Dr Phillip Lee is MP for Bracknell.

‘NHS reconfiguration’ is a phrase often synonymous with ‘hospital closures’ or ‘cuts’. The actual meaning requires a few more words and does not fit quite so neatly into a dramatic headline.

Reconfiguration of health services actually means better services, more sharing of clinical expertise and, crucially, more lives saved. The premise behind reconfiguration (and I accept it’s not a very PR-friendly word) is that there will be a number of large acute hub hospitals with a series of community hospitals that have links to the hub. This will mean that more clinicians will be co-located, leading to greater sharing of expertise and ultimately better care for patients. This has already been demonstrated by the reconfiguration of cancer care and stroke surgery in London where we’ve seen huge improvements in outcomes for patients.

There have been several significant papers published on what reconfiguration could look like, including Facing the Future from the Royal College of Paediatrics and Child Health; Hospitals of the Future from the Royal College of Physicians and Seven Day Consultant Present Care from the Royal College of Surgeons in England. These reports all agree that consolidated care is necessary for a sustainable and outstanding health service in the future. We need an overarching and specific national plan that pulls all of these together, including firm proposals for where and how care will be delivered. Localism works in many respects, but on this we need a firm national plan.

I recognise that there are significant obstacles to reconfiguration, not least of which are the political challenges. Opponents to reconfiguration will say it is simply a euphemism for cuts; this is not true. It is about delivering better and more efficient care for patients. Yes, savings will be made, but this is an inevitable product of consolidated services and this extra benefit should be celebrated not castigated.  Such savings will help to fund continuing health care in an increasingly ageing society.

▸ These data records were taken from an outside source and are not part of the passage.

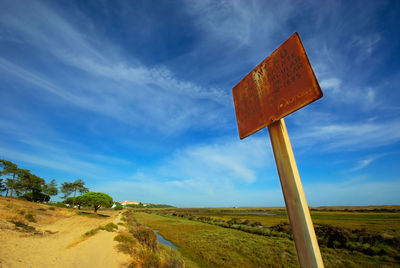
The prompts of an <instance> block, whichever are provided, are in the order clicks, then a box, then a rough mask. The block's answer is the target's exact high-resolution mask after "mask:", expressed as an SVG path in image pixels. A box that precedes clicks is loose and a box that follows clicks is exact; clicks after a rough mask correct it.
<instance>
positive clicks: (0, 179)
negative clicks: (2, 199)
mask: <svg viewBox="0 0 400 268" xmlns="http://www.w3.org/2000/svg"><path fill="white" fill-rule="evenodd" d="M6 189H7V187H6V186H5V185H4V183H3V179H0V195H2V194H1V193H2V192H4V191H5V190H6Z"/></svg>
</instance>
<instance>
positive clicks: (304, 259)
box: [268, 118, 324, 268]
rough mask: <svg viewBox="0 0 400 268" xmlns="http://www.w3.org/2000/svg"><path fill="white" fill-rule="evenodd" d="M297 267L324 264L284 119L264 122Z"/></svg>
mask: <svg viewBox="0 0 400 268" xmlns="http://www.w3.org/2000/svg"><path fill="white" fill-rule="evenodd" d="M268 131H269V135H270V139H271V143H272V148H273V151H274V156H275V162H276V166H277V169H278V173H279V179H280V181H281V186H282V191H283V196H284V198H285V203H286V209H287V212H288V215H289V221H290V225H291V227H292V232H293V238H294V243H295V246H296V251H297V257H298V259H299V263H300V267H302V268H308V267H319V268H320V267H324V263H323V262H322V258H321V253H320V251H319V246H318V242H317V237H316V236H315V232H314V227H313V224H312V221H311V216H310V212H309V210H308V206H307V201H306V198H305V195H304V191H303V186H302V185H301V181H300V176H299V171H298V170H297V165H296V161H295V159H294V155H293V151H292V146H291V145H290V140H289V135H288V133H287V130H286V125H285V121H284V120H283V118H282V119H280V120H279V121H277V122H274V123H272V124H271V125H269V126H268Z"/></svg>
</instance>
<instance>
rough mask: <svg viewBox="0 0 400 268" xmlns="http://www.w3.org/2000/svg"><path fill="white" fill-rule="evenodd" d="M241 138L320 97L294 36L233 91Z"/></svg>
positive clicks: (311, 76) (309, 70) (277, 50)
mask: <svg viewBox="0 0 400 268" xmlns="http://www.w3.org/2000/svg"><path fill="white" fill-rule="evenodd" d="M232 93H233V101H234V103H235V110H236V119H237V123H238V127H239V136H240V138H241V139H243V138H245V137H247V136H249V135H251V134H253V133H254V132H257V131H258V130H260V129H262V128H264V127H266V126H268V125H269V124H271V123H273V122H275V121H277V120H279V119H281V118H283V117H285V116H286V115H288V114H291V113H293V112H294V111H296V110H298V109H300V108H302V107H304V106H306V105H308V104H310V103H311V102H313V101H315V100H317V99H319V98H321V97H322V91H321V88H320V87H319V84H318V81H317V79H316V77H315V74H314V72H313V70H312V68H311V65H310V62H309V60H308V58H307V55H306V52H305V50H304V47H303V45H302V43H301V40H300V37H299V35H298V33H294V34H293V35H292V36H291V37H290V38H289V39H288V40H286V42H284V43H283V44H282V45H281V46H280V47H279V48H278V49H276V50H275V51H274V52H273V53H272V54H271V55H270V56H269V57H267V58H266V59H265V60H263V61H262V62H261V63H260V64H259V65H258V66H257V67H256V68H254V70H253V71H251V72H250V73H249V74H248V75H246V76H245V77H244V78H243V79H242V81H240V82H239V83H238V84H237V85H236V86H235V87H234V88H233V89H232Z"/></svg>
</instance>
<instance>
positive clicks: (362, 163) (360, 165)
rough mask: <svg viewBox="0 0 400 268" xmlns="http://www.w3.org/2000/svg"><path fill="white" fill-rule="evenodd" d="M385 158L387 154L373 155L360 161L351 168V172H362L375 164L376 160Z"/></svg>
mask: <svg viewBox="0 0 400 268" xmlns="http://www.w3.org/2000/svg"><path fill="white" fill-rule="evenodd" d="M383 156H385V154H380V155H372V156H369V157H367V158H365V159H362V160H360V161H358V163H357V165H356V166H354V167H353V168H351V169H350V170H349V171H350V172H354V171H358V170H361V169H363V168H365V167H367V166H369V165H370V164H371V163H372V162H374V161H375V160H377V159H379V158H381V157H383Z"/></svg>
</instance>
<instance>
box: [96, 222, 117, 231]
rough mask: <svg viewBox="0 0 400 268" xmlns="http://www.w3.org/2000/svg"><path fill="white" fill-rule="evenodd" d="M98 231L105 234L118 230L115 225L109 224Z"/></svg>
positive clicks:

Of course, the reconfiguration argument is not helped by some recent reports, such as the Safe and Sustainable review into congenital cardiac and neurological services for children, where consultation was poor and the review took far too long.

However, there have also been excellent examples of how to reconfigurate, such as Manchester’s maternity services. Here there was proper public consultation, a clear clinical case and deadlines were adhered to. Talking to political colleagues it is clear that many agree with the concept of reconfiguration but are afraid of the political – and, ultimately, the electoral – consequences of voicing that support. While there is cross-party support on this, there is largely cross-party silence.

We need to do more to encourage clinicians to come out publicly in support of the changes. Clinical leaders across the Medical Royal Colleges are in favour and eager to press ahead. Dr Hilary Cass, President of the Royal College of Paediatrics and Child Health, spoke passionately in favour of reconfiguration at an event I recently hosted in Parliament. Clinicians ought to be encouraged to do this more often and more publicly.

It’s inevitable that some people will have to travel further for appropriate care. However, when they get there they will receive better medical attention. In addition, those who use outpatient services at the local hospital may actually travel shorter distances for their appointments, as these services move to community hospitals and to GP surgeries. Of course, more rural areas present a key challenge: these need to be addressed first; otherwise the debate will be lost before it’s even begun.

Reconfiguration is going to happen as pressure on services continues to grow. It has to happen if lives are to be saved. We now need to make a choice: do we campaign proudly on the benefits of reconfiguration or do we take the easy option of keeping quiet and only reconfigure at the last moment, when we reach crisis-point?